ENH: add cartesian() #5874

sotte · 2015-05-14T11:29:21Z

Generate the cartesian product of input arrays.

This is the pull request that resulted from the discussion. First, thanks to everybody who participated in the discussion!

Here is a performance comparison of different implementations.

The PR contains the implementation, docs and unittests, but...

I'm not quite sure if arraysetopt.py it the right place for this function.
"Set operations for 1D numeric arrays based on sorting." does not sound like cartesian.
cartesian is similar to prod, but fromnumeric.py is also not the right place.
Maybe core/function_base.py next to linspace? Or linalg.py?

Open questions

where should we put it?
Jaime raised the following question: "should it work on flattened arrays?
or should we give it an axis argument, and then "broadcast on the rest", a la
generalized ufunc?" :

Generate the cartesian product of input arrays.

pv · 2015-05-14T11:52:20Z

shape_base.py seems to have somewhat similar functions.

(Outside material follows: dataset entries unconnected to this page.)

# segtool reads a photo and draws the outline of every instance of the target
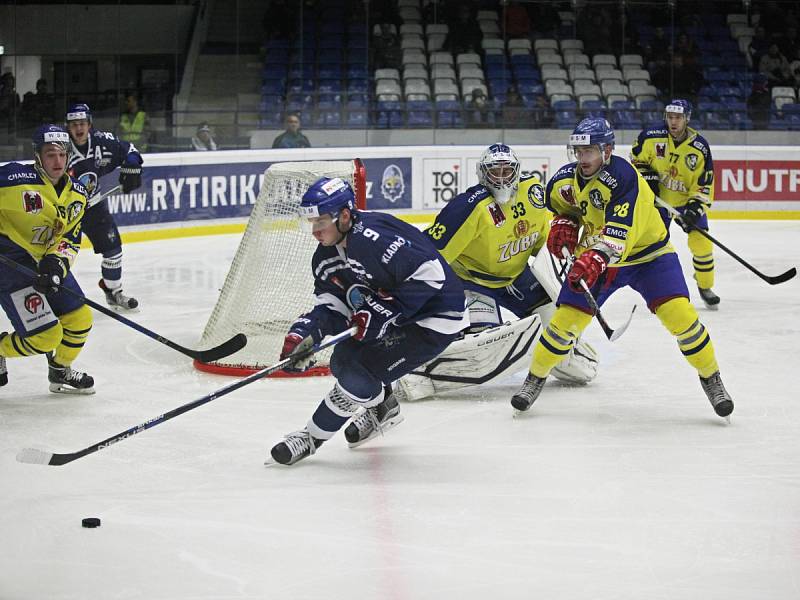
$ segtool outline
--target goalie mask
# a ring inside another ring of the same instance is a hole
[[[478,181],[500,204],[516,194],[520,164],[514,151],[505,144],[492,144],[478,161]]]
[[[300,201],[301,227],[311,233],[325,229],[338,221],[344,208],[355,212],[353,188],[339,177],[322,177],[308,188]]]
[[[677,118],[676,115],[678,115]],[[680,118],[681,116],[684,118]],[[686,136],[686,129],[689,127],[691,118],[692,103],[688,100],[670,100],[670,103],[664,107],[664,123],[670,135],[676,140],[681,140]]]
[[[42,151],[45,146],[52,144],[59,150],[66,153],[66,162],[69,163],[69,155],[72,153],[72,142],[69,140],[69,134],[58,125],[42,125],[33,132],[33,164],[36,170],[42,177],[52,179],[50,174],[45,170],[42,162]]]
[[[599,160],[595,157],[588,159],[583,156],[585,152],[593,152],[597,149],[600,153]],[[575,127],[572,135],[569,136],[569,143],[567,144],[567,154],[571,161],[577,161],[581,164],[581,175],[584,178],[594,177],[600,172],[600,168],[607,165],[611,160],[611,152],[607,150],[614,149],[614,130],[611,124],[600,117],[587,117],[583,119],[578,126]],[[596,162],[596,168],[593,172],[587,173],[583,171],[583,165]]]
[[[64,117],[67,125],[72,121],[88,121],[89,125],[92,124],[92,111],[88,104],[72,104],[67,109],[67,114]]]

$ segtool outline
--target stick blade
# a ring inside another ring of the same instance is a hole
[[[49,465],[52,459],[52,452],[45,452],[36,448],[24,448],[17,452],[17,461],[29,465]]]
[[[795,267],[792,267],[785,273],[781,273],[780,275],[775,275],[774,277],[767,277],[766,281],[770,285],[777,285],[779,283],[783,283],[784,281],[789,281],[795,275],[797,275],[797,269]]]
[[[209,348],[208,350],[201,350],[197,353],[197,358],[200,362],[213,362],[220,358],[230,356],[234,352],[238,352],[247,345],[247,336],[243,333],[237,333],[227,342],[221,343],[219,346]]]
[[[614,333],[612,333],[608,338],[609,341],[613,342],[615,340],[618,340],[622,336],[622,334],[625,333],[625,330],[628,328],[628,325],[630,325],[631,321],[633,320],[633,313],[636,312],[636,307],[637,306],[638,306],[637,304],[633,305],[633,309],[631,310],[631,314],[628,315],[628,320],[625,321],[625,323],[623,323],[621,326],[617,327],[614,330]]]

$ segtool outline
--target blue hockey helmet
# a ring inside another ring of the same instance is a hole
[[[33,163],[43,177],[49,177],[42,164],[42,149],[46,144],[53,144],[66,152],[67,162],[69,162],[69,155],[72,152],[72,142],[70,142],[69,134],[63,127],[59,127],[58,125],[42,125],[33,132],[31,141],[33,142]]]
[[[681,98],[670,100],[669,104],[664,107],[665,121],[667,119],[667,113],[678,113],[680,115],[684,115],[686,117],[686,122],[688,123],[689,119],[692,118],[692,103]]]
[[[303,194],[299,208],[301,223],[324,215],[330,215],[331,222],[336,221],[343,208],[353,211],[355,205],[355,194],[349,183],[339,177],[322,177]],[[320,226],[328,224],[329,222]]]
[[[478,181],[505,204],[519,187],[520,162],[514,151],[505,144],[492,144],[478,160]]]
[[[614,147],[614,130],[611,123],[602,117],[586,117],[569,136],[569,147],[575,146],[606,146]]]
[[[64,120],[69,125],[70,121],[89,121],[92,123],[92,110],[88,104],[72,104],[67,109],[67,114]]]

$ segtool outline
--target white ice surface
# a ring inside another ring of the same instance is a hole
[[[797,264],[800,222],[713,233],[767,273]],[[133,318],[195,346],[237,242],[126,246]],[[640,306],[613,344],[590,325],[591,385],[550,382],[516,419],[522,374],[406,404],[405,423],[357,450],[339,435],[265,468],[332,380],[265,381],[62,467],[17,463],[21,448],[76,451],[229,383],[97,315],[75,365],[96,395],[50,394],[44,358],[9,361],[0,599],[800,598],[800,279],[769,286],[715,254],[721,310],[699,310],[731,425]],[[102,301],[97,257],[75,271]],[[612,298],[612,326],[635,302]],[[102,526],[81,528],[87,516]]]

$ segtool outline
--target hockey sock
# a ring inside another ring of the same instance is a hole
[[[533,349],[530,372],[547,377],[553,367],[567,358],[575,339],[591,320],[591,315],[577,308],[559,306]]]
[[[122,287],[122,250],[115,250],[103,254],[100,263],[100,273],[103,275],[106,287],[115,290]]]
[[[77,358],[92,330],[92,311],[85,304],[59,317],[64,334],[53,359],[63,367],[70,366]]]
[[[677,338],[681,353],[701,377],[709,377],[719,370],[711,336],[686,298],[673,298],[662,304],[656,308],[656,316]]]
[[[60,323],[55,323],[52,327],[28,337],[21,337],[18,333],[12,332],[0,337],[0,356],[11,358],[44,354],[55,348],[61,337]]]
[[[337,383],[314,411],[308,431],[317,439],[329,440],[356,413],[358,406]]]
[[[714,246],[708,238],[697,231],[689,232],[688,242],[697,287],[711,289],[714,286]]]

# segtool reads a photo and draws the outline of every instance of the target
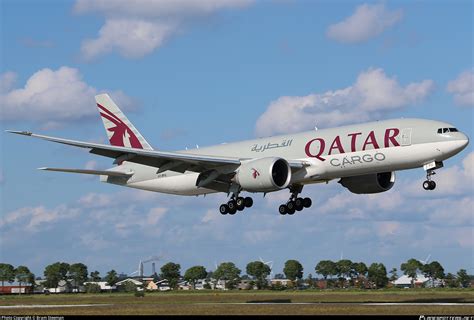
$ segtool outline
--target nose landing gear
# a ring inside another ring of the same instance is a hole
[[[423,189],[434,190],[436,188],[436,182],[431,180],[431,177],[436,174],[436,169],[440,169],[443,166],[443,161],[432,161],[423,166],[423,169],[426,171],[426,180],[423,182]]]
[[[436,182],[431,180],[431,176],[434,176],[436,172],[434,170],[428,170],[426,172],[426,180],[423,182],[423,189],[434,190],[436,188]]]

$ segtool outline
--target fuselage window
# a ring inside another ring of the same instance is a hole
[[[443,133],[449,132],[448,128],[443,128]]]
[[[442,129],[442,128],[439,128],[439,129],[438,129],[438,133],[440,133],[440,134],[443,133],[443,129]]]
[[[456,129],[456,128],[449,128],[449,131],[450,132],[459,132],[458,129]]]

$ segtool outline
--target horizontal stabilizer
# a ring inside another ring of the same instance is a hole
[[[58,172],[68,172],[68,173],[82,173],[82,174],[95,174],[101,176],[112,176],[112,177],[130,177],[133,175],[133,172],[125,173],[119,171],[108,171],[108,170],[87,170],[87,169],[63,169],[63,168],[38,168],[38,170],[46,171],[58,171]]]

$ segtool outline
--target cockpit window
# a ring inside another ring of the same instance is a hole
[[[456,128],[439,128],[438,134],[447,133],[447,132],[459,132]]]

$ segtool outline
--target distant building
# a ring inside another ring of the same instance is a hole
[[[424,275],[418,274],[416,275],[416,278],[414,280],[415,287],[417,288],[423,287],[425,283],[427,283],[429,280],[430,279],[426,278]],[[398,288],[410,288],[411,282],[412,282],[412,278],[407,275],[403,275],[397,280],[392,281],[393,285]]]
[[[96,284],[100,287],[100,291],[114,291],[117,290],[117,286],[109,286],[107,281],[88,281],[84,282],[84,285]]]
[[[155,284],[157,285],[158,290],[160,290],[160,291],[170,291],[171,290],[170,282],[168,281],[168,279],[163,279],[163,280],[157,281],[157,282],[155,282]]]
[[[192,285],[187,281],[181,281],[178,283],[179,290],[190,290],[192,289]]]
[[[59,280],[56,288],[47,288],[49,293],[71,292],[71,285],[66,280]]]
[[[33,287],[29,283],[8,282],[5,286],[0,286],[0,294],[26,294],[33,293]]]
[[[293,284],[293,281],[291,281],[290,279],[271,279],[270,284],[272,286],[280,285],[280,286],[288,287],[288,285]]]

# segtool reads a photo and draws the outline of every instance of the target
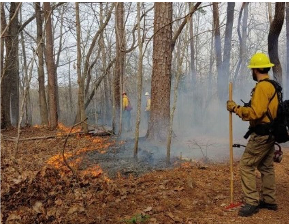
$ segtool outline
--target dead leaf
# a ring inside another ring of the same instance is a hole
[[[22,181],[22,176],[19,175],[17,178],[14,178],[12,181],[13,181],[15,184],[19,184],[19,183]]]
[[[182,191],[182,190],[184,190],[184,188],[183,187],[176,187],[175,189],[174,189],[174,191]]]
[[[75,212],[84,212],[84,207],[83,206],[80,206],[80,205],[76,205],[76,206],[73,206],[71,207],[69,210],[68,210],[68,214],[73,214]]]
[[[153,209],[153,207],[147,207],[146,209],[144,209],[144,212],[150,212]]]
[[[55,204],[56,204],[56,205],[62,205],[62,203],[63,203],[63,202],[62,202],[61,199],[57,199],[57,200],[55,201]]]
[[[174,216],[171,212],[167,213],[167,215],[175,222],[182,222],[182,220],[179,217]]]
[[[20,220],[21,219],[21,216],[18,215],[18,214],[11,214],[9,215],[9,217],[7,218],[7,222],[8,221],[16,221],[16,220]]]
[[[43,204],[41,201],[36,201],[35,204],[33,205],[33,210],[39,214],[39,213],[44,213],[44,208]]]

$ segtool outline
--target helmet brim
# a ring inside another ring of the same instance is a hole
[[[266,65],[248,65],[248,68],[271,68],[275,66],[275,64],[269,63]]]

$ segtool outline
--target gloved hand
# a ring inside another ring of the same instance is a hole
[[[238,105],[233,101],[233,100],[228,100],[227,101],[227,110],[230,111],[230,112],[235,112],[235,108],[237,107]]]

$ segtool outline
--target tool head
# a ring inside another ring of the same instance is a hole
[[[230,203],[225,209],[231,211],[240,208],[242,205],[242,202]]]

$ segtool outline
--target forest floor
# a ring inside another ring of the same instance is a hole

jaimefrio · 2015-05-14T14:23:41Z

numpy/lib/arraysetops.py

+        out = out.T
+
+    for j, arr in enumerate(arrays):
+        n /= arr.size


You need to do n //= arr.size to silence the deprecation warnings that are failing the tests.

jaimefrio · 2015-05-14T14:25:44Z

Wherever it ends up, it will need to be mentioned in the release notes, and the docstring needs one of those ..versionadded tags somewhere too.

shoyer · 2015-05-14T17:36:05Z

I feel pretty strongly that automatically flattening input to 1D is a bad idea. Better to just raise an error (though I do like the idea of the broadcasting across other dimensions).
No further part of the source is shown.